How about Nebraska? Where 45 percent of all land was given to homesteaders -- the largest percentage of land distributed by any of the 30 states under the Homestead Act of 1862.
A consortium including the Center for Great Plains Studies, Homestead National Monument of America, Center for Digital Research in the Humanities, National Archives and Records Administration, plus several private family history companies, began the daunting task five years ago.
On Monday, they celebrated completion of a major milestone: the digitization of 76,871 case files containing more than 1.6 million images related to homesteading in Nebraska.
"Nebraska is the first," Homestead National Monument Superintendent Mark Engler told a gathering at the Center for Great Plains Studies in Lincoln on Monday.
Illinois and Indiana homesteading records are also done and will soon be online. Arizona, Iowa, Ohio, Nevada and Alaska are next.
"Scholars are already mining the information found in these records," said Rick Edwards, director of the Center for Great Plains Studies. "I believe that once the records of all homesteading states are digitized and indexed, scholars will find so many surprising insights that will lead them to propose a whole new understanding of the settlement of the American West."
It was Engler who came up with the idea of making homesteading records kept at the National Archives in Washington, D.C., more accessible to scholars, historians, genealogists and the public.
One of the first people to file a claim under the Homestead Act was Daniel Freeman. His claim is now the site of Homestead National Monument of America west of Beatrice.
"I think we've done well. When we started this project, it seemed like the digitization of every Nebraska record was a bit of a dream," Edwards said.
Kay Walter, director of the Center for Digital Research in the Humanities, credited the many volunteers and students who helped scan homesteading files by hand. It was no easy task. The tri-folded documents were kept in boxes at the National Archives.

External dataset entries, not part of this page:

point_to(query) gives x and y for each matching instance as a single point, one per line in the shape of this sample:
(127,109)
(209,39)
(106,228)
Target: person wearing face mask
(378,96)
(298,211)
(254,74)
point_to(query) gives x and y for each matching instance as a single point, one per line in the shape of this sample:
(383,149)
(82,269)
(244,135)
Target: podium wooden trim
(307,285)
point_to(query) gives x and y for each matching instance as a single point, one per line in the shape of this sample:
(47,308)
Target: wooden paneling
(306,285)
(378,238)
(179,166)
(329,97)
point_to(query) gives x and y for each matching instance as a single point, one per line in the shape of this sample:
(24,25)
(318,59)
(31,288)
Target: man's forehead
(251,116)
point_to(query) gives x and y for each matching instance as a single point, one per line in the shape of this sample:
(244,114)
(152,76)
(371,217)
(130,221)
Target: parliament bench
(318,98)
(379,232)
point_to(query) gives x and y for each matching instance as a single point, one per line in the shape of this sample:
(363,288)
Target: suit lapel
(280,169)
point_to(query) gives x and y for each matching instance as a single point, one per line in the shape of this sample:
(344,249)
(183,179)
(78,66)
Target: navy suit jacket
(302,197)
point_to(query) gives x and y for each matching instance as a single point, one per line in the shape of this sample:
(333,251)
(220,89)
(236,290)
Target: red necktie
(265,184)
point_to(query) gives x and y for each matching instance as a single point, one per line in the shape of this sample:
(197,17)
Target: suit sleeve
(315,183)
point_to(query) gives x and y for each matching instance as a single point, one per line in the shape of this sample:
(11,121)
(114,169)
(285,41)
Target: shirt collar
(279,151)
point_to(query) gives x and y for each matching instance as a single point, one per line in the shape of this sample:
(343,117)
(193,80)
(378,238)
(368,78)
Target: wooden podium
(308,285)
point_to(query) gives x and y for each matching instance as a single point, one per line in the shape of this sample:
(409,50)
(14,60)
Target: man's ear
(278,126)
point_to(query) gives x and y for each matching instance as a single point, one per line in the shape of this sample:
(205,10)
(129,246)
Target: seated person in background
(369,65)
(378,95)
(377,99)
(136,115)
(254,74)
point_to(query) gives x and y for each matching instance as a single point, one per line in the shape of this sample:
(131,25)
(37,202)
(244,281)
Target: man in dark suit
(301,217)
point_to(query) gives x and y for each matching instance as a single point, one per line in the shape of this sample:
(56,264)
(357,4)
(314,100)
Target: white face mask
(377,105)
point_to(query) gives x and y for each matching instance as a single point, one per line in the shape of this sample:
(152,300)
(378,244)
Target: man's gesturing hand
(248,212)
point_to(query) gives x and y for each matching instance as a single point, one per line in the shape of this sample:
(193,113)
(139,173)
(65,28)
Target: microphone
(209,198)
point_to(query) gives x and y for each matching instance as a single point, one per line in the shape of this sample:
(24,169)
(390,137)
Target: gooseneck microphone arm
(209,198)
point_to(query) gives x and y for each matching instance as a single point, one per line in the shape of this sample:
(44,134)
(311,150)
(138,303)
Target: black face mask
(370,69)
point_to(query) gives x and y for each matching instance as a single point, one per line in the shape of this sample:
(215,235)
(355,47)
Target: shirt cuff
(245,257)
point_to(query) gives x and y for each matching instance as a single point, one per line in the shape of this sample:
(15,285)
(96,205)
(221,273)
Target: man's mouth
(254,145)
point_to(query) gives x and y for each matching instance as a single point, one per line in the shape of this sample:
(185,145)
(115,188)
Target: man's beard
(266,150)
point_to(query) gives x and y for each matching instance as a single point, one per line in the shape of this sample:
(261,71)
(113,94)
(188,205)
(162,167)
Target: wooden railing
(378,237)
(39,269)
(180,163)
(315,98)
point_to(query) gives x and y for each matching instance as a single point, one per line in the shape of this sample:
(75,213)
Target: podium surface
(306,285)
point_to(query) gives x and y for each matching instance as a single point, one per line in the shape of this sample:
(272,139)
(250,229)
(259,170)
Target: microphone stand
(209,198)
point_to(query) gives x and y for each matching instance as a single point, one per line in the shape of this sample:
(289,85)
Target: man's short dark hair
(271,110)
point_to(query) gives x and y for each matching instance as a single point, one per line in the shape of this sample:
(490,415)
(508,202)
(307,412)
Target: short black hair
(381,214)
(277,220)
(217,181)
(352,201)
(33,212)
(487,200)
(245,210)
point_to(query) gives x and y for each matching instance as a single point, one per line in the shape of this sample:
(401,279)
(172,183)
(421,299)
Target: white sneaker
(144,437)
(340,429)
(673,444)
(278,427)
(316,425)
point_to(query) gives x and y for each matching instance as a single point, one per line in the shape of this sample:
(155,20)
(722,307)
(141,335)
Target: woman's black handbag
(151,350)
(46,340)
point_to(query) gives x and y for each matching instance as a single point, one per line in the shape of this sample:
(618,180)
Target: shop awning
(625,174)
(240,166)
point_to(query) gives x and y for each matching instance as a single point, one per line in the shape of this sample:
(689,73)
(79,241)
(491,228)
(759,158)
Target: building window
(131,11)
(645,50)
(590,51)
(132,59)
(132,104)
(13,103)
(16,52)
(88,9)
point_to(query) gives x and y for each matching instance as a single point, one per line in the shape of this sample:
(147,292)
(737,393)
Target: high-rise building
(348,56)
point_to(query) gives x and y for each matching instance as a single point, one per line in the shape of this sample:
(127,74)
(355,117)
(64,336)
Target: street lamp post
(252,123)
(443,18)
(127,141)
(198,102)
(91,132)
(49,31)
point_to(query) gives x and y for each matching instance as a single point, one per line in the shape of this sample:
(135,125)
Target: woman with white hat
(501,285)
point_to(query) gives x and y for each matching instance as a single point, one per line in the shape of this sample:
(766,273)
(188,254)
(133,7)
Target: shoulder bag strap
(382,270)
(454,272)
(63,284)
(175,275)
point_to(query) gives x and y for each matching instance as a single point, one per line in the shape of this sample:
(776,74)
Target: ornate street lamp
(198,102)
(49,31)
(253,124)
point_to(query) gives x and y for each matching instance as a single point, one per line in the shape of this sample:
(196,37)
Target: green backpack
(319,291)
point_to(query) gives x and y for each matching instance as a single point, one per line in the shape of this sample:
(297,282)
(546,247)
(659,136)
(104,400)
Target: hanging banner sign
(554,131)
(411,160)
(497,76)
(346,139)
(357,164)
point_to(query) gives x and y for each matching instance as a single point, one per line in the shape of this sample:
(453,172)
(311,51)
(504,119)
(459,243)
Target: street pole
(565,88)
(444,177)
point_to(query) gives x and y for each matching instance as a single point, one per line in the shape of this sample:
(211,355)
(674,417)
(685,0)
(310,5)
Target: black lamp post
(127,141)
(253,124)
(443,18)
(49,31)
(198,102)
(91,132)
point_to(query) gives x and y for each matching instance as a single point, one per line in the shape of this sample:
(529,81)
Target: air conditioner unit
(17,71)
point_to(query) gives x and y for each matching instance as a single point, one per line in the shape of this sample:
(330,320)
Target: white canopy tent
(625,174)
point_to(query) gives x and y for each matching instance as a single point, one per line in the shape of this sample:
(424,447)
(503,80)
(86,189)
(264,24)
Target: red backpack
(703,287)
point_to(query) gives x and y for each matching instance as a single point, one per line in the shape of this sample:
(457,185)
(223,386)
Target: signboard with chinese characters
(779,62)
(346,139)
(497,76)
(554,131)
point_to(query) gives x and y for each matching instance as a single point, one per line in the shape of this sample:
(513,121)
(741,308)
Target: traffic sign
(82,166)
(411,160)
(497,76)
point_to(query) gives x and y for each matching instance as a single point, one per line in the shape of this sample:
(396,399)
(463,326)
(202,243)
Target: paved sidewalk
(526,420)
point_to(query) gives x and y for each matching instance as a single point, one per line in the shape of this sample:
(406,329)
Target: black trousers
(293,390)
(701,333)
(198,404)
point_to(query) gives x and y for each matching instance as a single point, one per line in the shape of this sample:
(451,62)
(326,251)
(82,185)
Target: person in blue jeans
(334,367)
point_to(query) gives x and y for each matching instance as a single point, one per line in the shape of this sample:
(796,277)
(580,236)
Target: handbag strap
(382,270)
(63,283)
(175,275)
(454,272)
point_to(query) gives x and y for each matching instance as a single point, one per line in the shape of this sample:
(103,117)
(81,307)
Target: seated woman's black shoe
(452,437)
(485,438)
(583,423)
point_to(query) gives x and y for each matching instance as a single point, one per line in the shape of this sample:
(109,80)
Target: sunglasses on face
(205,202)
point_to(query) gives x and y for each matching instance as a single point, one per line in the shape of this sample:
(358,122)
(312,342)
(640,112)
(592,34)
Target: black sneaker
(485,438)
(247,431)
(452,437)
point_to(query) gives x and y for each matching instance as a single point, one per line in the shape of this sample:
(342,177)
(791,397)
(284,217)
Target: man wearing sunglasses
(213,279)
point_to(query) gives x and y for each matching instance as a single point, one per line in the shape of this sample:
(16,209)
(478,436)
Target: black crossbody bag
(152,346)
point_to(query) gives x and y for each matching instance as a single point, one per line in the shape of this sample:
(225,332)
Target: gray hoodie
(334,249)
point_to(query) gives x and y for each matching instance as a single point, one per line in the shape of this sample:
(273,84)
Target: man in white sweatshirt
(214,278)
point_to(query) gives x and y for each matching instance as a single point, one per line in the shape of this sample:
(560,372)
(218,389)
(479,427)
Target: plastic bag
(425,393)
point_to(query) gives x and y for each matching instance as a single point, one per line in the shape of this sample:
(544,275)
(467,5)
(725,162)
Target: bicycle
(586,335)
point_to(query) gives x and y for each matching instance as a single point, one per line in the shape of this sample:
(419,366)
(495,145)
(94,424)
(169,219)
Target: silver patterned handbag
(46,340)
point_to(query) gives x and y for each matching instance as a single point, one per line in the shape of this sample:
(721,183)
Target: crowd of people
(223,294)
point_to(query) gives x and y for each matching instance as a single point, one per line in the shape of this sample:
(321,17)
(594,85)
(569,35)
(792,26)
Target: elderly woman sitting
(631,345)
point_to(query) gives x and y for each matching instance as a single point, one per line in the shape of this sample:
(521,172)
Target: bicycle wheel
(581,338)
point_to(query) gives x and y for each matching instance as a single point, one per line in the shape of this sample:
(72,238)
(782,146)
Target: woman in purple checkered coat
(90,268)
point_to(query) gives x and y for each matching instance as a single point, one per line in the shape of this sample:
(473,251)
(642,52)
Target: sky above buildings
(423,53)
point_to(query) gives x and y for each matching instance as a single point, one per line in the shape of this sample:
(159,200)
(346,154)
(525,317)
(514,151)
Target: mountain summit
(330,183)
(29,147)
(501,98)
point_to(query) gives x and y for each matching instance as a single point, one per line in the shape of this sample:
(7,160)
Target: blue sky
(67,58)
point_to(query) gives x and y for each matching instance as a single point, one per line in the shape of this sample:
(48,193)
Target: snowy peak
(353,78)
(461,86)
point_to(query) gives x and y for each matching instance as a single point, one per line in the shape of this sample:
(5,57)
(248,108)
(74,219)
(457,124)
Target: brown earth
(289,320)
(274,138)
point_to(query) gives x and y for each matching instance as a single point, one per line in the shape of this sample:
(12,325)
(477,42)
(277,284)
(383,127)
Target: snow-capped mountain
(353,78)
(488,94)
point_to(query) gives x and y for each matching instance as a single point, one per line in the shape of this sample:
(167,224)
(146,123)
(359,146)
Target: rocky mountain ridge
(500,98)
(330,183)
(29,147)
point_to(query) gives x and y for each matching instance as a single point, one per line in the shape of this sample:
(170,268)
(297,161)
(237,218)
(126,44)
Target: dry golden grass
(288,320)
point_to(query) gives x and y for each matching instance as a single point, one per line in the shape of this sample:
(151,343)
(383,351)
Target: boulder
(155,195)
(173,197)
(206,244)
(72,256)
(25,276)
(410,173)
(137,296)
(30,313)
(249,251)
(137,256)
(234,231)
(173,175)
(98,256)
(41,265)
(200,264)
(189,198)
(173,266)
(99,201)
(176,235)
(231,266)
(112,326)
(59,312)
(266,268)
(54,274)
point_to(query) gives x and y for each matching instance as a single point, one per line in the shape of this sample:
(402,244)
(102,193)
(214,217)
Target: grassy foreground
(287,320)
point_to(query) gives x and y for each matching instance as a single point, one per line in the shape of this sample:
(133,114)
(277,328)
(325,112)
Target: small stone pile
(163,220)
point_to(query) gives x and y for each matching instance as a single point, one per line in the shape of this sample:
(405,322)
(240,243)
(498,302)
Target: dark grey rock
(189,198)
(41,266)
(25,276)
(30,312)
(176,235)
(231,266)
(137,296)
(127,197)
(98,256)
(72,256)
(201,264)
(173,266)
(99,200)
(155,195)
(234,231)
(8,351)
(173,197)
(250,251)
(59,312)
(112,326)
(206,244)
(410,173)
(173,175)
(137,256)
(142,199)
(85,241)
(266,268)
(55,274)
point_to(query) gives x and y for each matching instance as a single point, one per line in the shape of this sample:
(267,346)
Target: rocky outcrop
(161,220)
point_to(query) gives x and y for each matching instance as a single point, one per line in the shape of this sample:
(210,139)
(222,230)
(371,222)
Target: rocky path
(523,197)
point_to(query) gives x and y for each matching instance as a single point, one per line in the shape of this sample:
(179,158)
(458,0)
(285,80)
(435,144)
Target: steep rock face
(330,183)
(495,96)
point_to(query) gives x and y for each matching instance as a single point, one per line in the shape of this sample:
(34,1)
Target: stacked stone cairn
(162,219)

The documents were printed in different fonts, and handwriting had to be transcribed. Case files contained information including the size of a sod house, improvements made to the land, some family history and the country of origin if they were immigrants -- all important to historians and genealogists.
Engler said such information has the potential to not only change the lives of people searching for their family roots, it could help Americans in general better understand and interpret American history.
In all, 270 million acres were settled by homesteaders in the 30 states, or about 10 percent of all the land in the U.S., Engler said. Those homesteaders had 93 million descendants, close to a third of this country's current population.
Blake Bell, historian at Homestead Monument, said the actual work of digitizing the records was unremarkable and mundane, reminding him of the work homesteaders did: farming.
"They did not realize they were creating history," he said.
Ping!
This also caught my eye.
Thank you. Digitizing historical documents and records and putting them on the internet is a great boon to historians and folks with historical interests. Unfortunately it is not as easily done as some folks think. After the initial digitization, the tifs must be checked for clarity, combined into pdf files, made word searchable, and given meta tags to make them come up on an internet search. And finally get a website up and running to which the historical records are posted. And it takes money to pay for this.
thus patience should be given to those who have the records to get them on the web. I’m just not speaking from theory on this, but what I have personal experience in trying to accomplish.